Subluxation, oversizing, or undersizing of the graft will not be a problem in this technique. Subluxation can be avoided by suturing the graft to the volar capsule and tendon strip. An accurately sized graft may be obtained easily by reducing or including more tendon from musculotendinous intersection of ECRL.
Sacrificing one of the wrist extensors may impair wrist function and strength. However, King et al. treated thumb carpometacarpal arthritis with a combination of trapezium excision, ligament reconstruction, and tendon interposition with ECRL tendon. The authors reported that function and strength of the thumb had improved, and wrist motion and strength was not affected after sacrificing ECRL tendon .
The ideal procedure for the treatment of Kienböck’s disease should preserve biomechanics of the wrist as much as possible. In order to evaluate this, load transmission percentage at the scaphocapitate joint after the operation was measured. It was approximately 27% of the total load (Table 2) and was similar to the normal load mechanics of the scaphocapitate joint which had been reported as 28% . Also, load deflection curve confirmed that coiled tendon and ligament reconstruction resisted the compression force. The procedure was effective in carrying the vertical compression loads and distributing the upcoming loads to the distal row (Figure 7). According to the test results, there was an approximately 27% to 73% load sharing among scaphocapitate and radioscaphoid joint surfaces, respectively.

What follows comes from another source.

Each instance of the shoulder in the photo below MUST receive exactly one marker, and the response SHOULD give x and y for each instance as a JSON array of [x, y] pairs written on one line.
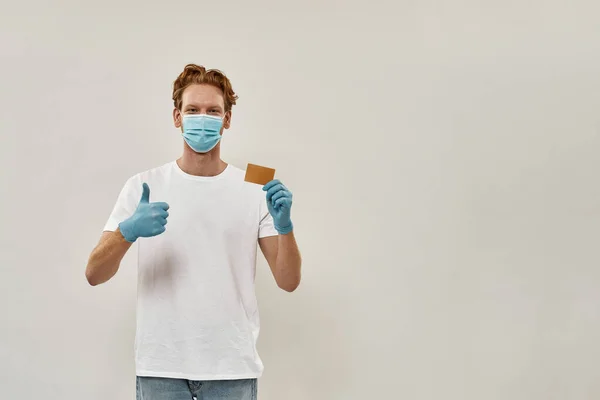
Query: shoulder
[[150, 176]]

In this study, use of coiled ECRL tendon and a tendon strip obtained from the tendon was proposed for the late stages of Kienböck’s disease. Biomechanical data suggested that wrist stability will be achieved. The other advantages of this recommended technique may be that it can be revised by other standard operations and it is cost effective. Also, use of autogenous material prevents chronic irritation findings that may be observed in silicone implant reconstructions.
However, this is not a clinical study, and further investigations on a larger number of clinical cases are necessary to determine the efficacy of this technique. Also, we do recommend this technique only in late stages of Kienböck’s disease when the lunate is evaluated unsalvageable by the surgeon.